What’s the near-term impact of COVID-19 on the space?

  • It’s just getting patients getting back into the system, for Guardant or Foundation – or blood vs. tissue. That’s the biggest issue. Patients going in for initial appointments or follow-up… the front-end of the funnel for oncology care. The less invasive interaction, the better. If patients are concerned, they stay out of hospitals, so that could benefit blood-based tests.

Other Topics Discussed

  • With billions-of-dollars spent developing liquid biopsies, we want companies to have IP that’s protected at the end of the day. If Grail comes up with an algo and anyone can copy it, what’s the incentive for anyone to invest in the kind of discovery work that’s needed. Big ideas will not be funded unless there’s IP. Also, Mr. Capone is bullish on the oncology space and the [large] bets that have been/are being placed there.
  • There’s a lot of waste in the treatment of cancer(s) globally. Preventing cancer, to begin with, or focusing treatment based on higher probability outcomes could prevent a lot of waste.

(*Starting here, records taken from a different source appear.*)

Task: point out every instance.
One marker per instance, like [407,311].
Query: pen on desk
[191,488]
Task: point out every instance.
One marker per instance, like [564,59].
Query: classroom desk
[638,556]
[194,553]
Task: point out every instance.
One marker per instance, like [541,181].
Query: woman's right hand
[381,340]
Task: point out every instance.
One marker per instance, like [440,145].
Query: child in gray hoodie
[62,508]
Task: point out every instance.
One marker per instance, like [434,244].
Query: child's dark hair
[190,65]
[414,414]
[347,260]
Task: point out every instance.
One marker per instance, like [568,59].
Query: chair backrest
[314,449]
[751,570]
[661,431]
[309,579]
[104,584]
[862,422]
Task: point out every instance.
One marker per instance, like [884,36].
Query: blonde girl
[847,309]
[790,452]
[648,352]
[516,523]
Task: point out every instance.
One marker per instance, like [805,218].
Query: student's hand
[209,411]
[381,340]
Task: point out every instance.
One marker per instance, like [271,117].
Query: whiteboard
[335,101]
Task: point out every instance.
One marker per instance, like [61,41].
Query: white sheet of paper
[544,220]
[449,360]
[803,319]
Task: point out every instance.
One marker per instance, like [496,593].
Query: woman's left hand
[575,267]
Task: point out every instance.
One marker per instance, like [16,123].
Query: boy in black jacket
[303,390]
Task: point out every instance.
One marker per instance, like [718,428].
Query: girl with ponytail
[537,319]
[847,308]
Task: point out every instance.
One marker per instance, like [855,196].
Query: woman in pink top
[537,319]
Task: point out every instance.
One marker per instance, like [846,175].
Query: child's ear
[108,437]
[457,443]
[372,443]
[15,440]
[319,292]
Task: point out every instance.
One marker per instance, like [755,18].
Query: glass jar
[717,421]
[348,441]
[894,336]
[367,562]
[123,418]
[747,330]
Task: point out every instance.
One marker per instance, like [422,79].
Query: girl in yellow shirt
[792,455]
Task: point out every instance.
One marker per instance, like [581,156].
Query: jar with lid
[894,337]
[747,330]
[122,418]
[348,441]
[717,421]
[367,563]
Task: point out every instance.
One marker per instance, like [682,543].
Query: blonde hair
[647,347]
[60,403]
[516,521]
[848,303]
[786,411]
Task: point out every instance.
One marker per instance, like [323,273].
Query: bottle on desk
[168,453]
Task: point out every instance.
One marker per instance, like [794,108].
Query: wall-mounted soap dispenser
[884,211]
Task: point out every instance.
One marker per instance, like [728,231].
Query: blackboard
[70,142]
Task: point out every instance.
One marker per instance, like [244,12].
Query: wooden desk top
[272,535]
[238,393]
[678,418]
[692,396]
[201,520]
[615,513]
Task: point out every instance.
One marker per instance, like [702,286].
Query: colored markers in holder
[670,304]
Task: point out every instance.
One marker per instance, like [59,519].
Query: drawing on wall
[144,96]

Links to relevant articles/data referenced herein

1. Original article: Sensitive and specific multi-cancer detection and localization using methylation signatures in cell-free DNA

a. Follow-ups (in the last one, it is acknowledged that the claims in this data set cannot be extended to asymptomatic):

i. https://www.annalsofoncology.org/article/S0(20)39312-1/fulltext

ii. https://www.annalsofoncology.org/article/S0(20)39870-7/fulltext

iii. https://www.annalsofoncology.org/article/S0(20)39895-1/fulltext

2. Payer-related JNCCN article: https://jnccn.org/view/journals/jnccn/18/7/article-p866.xml

Speaker Bio

Mark Capone is presently the CEO of Precision Medicine Advisors, a consulting company focused on molecular diagnostics, pharmaceuticals, and biotechnology, which he founded in March 2020 following an 18-year career with Myriad Genetics. Mr. Capone joined Myriad in 2002 and oversaw its growth from an early-stage pioneer in molecular diagnostics with $14MM revenue, 300 employees, and 1 product to the largest and only profitable global precision medicine company with $790MM in revenue, 2,800 employees, and 11 products. He served as Myriad’s CEO and President from 2015-2020, and prior to joining the company, Mark spent 17 years with Eli Lilly and Company in positions across the entire value chain.